Review: All Alone in the Universe by Lynne Rae Perkins

Middle Grade Madness

All Alone in the Universe by Lynne Rae Perkins

“Before last summer Maureen and I were best friends….At least I think we were. I don’t know what happened exactly. As some people who get hit by trucks sometimes say,’I didn’t see anything coming.'” When her best friend since the third grade starts acting as though Debbie doesn’t exist, Debbie finds out the hard way that life can be a lonesome place. But in the end the heroine of this wryly funny coming-of-age story–a girl who lives in a house covered with stuff that is supposed to look like bricks but is just a fake brick pattern–discovers that even the hourly tragedies of junior high school can have silver linings, just as a house covered with Insul-Brick can protect a real home.

Title: All Alone in the Universe
Author: Lynne Rae Perkins
Source: Purchased
Publication date: 1999

I didn’t realize when I got this book that I had already read it, but according to Goodreads I originally read All Alone in the Universe in 2004. I gave it 5 stars at the time and I can’t imagine what I was thinking. It’s not a bad book, but it’s not a 5 star book.

The plot is the common one in middle grade contemporaries: best friends grow apart and the main character is the one left behind, friendless and alone. I don’t know why more of these girls don’t have groups of friends like I did, but even when they do, it’s never the one friend leaving the group but the group splitting or the whole group abandoning one girl. In this case it’s Debbie and her plight is heartbreaking. Like most girls in these books, she never sees it coming. One day she and Maureen are best friends, the next there’s an interloper: Glenna. Then Glenna takes Maureen on vacation with her and when they return, Maureen doesn’t even bother to let Debbie know.

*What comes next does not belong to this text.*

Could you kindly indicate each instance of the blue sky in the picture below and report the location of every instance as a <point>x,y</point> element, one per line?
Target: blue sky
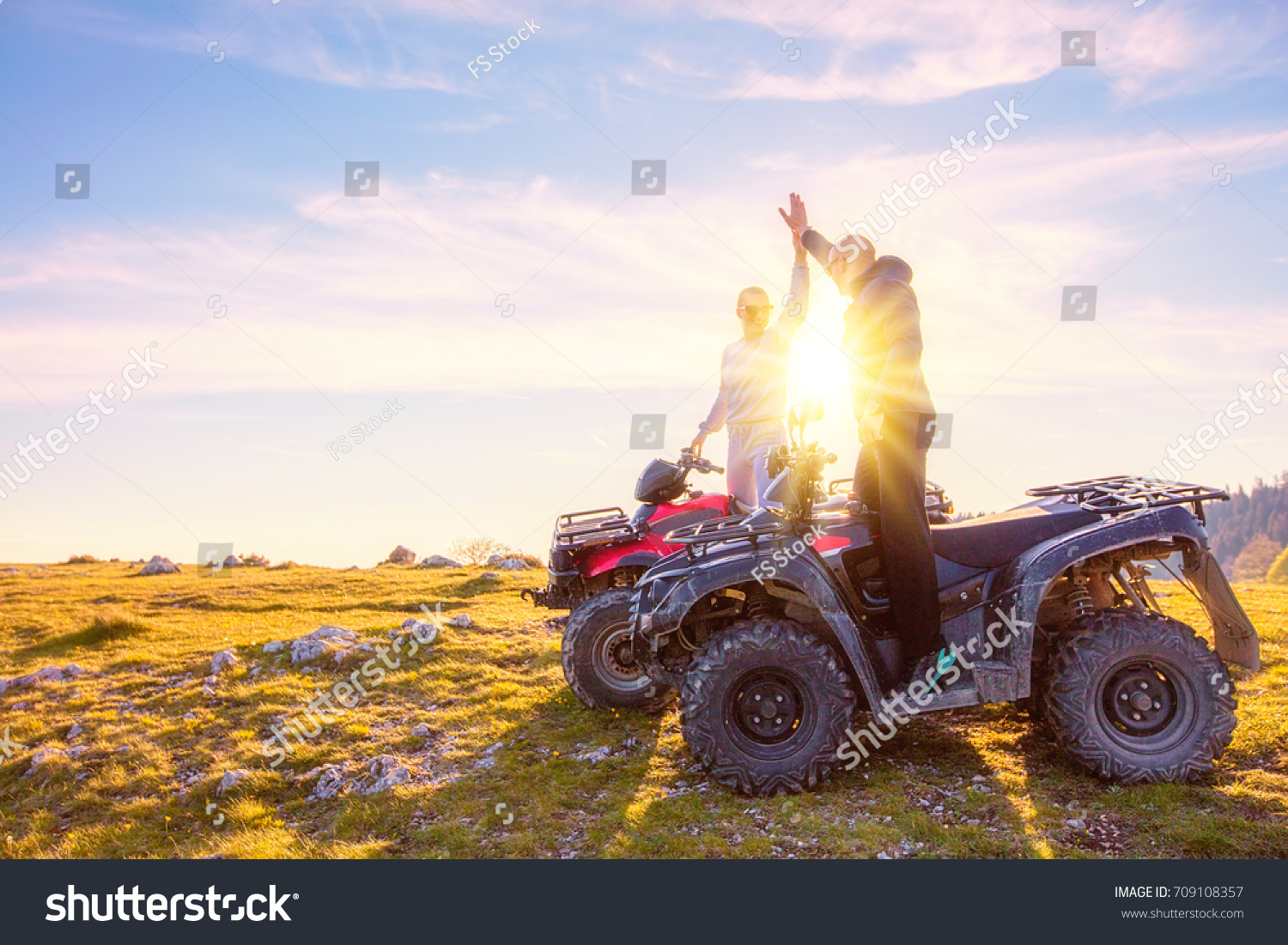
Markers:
<point>226,178</point>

All Alone in the Universe is set in the 1960s or 70s. It took me awhile to realize that, but I guess the names Debbie and Maureen should have been my first clue. Modern technology is absent and it’s mentioned that Maureen watches Dark Shadows (which ran from 1966 to 1971) every day. But what really clued me in is that Debbie has never had fresh blueberries, a fact that floored me. I mean, they were on sale for 99 cents a pint a couple of weeks ago — in winter! Debbie, though, has only seen them in pancakes or pie, until she’s offered some when visiting with an older rich woman named Mrs. Brown and her gardener George.

“I can’t believe it,” I said. “I’m just left by myself, like we were never friends, like I don’t even exist.” I didn’t understand, I said, how someone could just forget about a person.

Mrs. Brown can relate:

“I had a husband who did the same thing,” she said to me. “I got a house out of the deal,” she added, nodding in the direction of the house, “but all in all, I would have preferred the husband. It’s very painful, isn’t it?”

Later in the book, when Debbie is finally finding her footing again, she sees Maureen and Glenna walking together — along with Maureen’s boyfriend.

Glenna’s smile was pasted to her frozen face as she matched her pace to theirs. From behind her determined brightness peered the eyes of a frightened animal. They passed by our window and, for an accidental instant Glenna’s rattled eyes met mine. I wanted to feel satisfaction and revenge. But it was too much like looking into a mirror. I couldn’t fit any spite into the small smile I tossed out like a tiny, halfhearted lifeline.

That’s okay, Debbie. I’ll feel the satisfaction and revenge for you.

In between those two scenes, Debbie mopes around mourning the loss of her best friend and tries to keep busy. She even spends a little time, out of both desperation and curiosity, with Marie, a slightly older neighbor who dates even older boys and has real problems at home, before finally settling in with a group of girls who had been in her class all along. They’re more Debbie’s speed than Marie, and it’s nice to see Debbie happy again.

All Alone in the Universe is a companion to Criss Cross (which is set a little later). I saw Criss Cross in my library so I’ll be picking it up soon to continue reading about Debbie.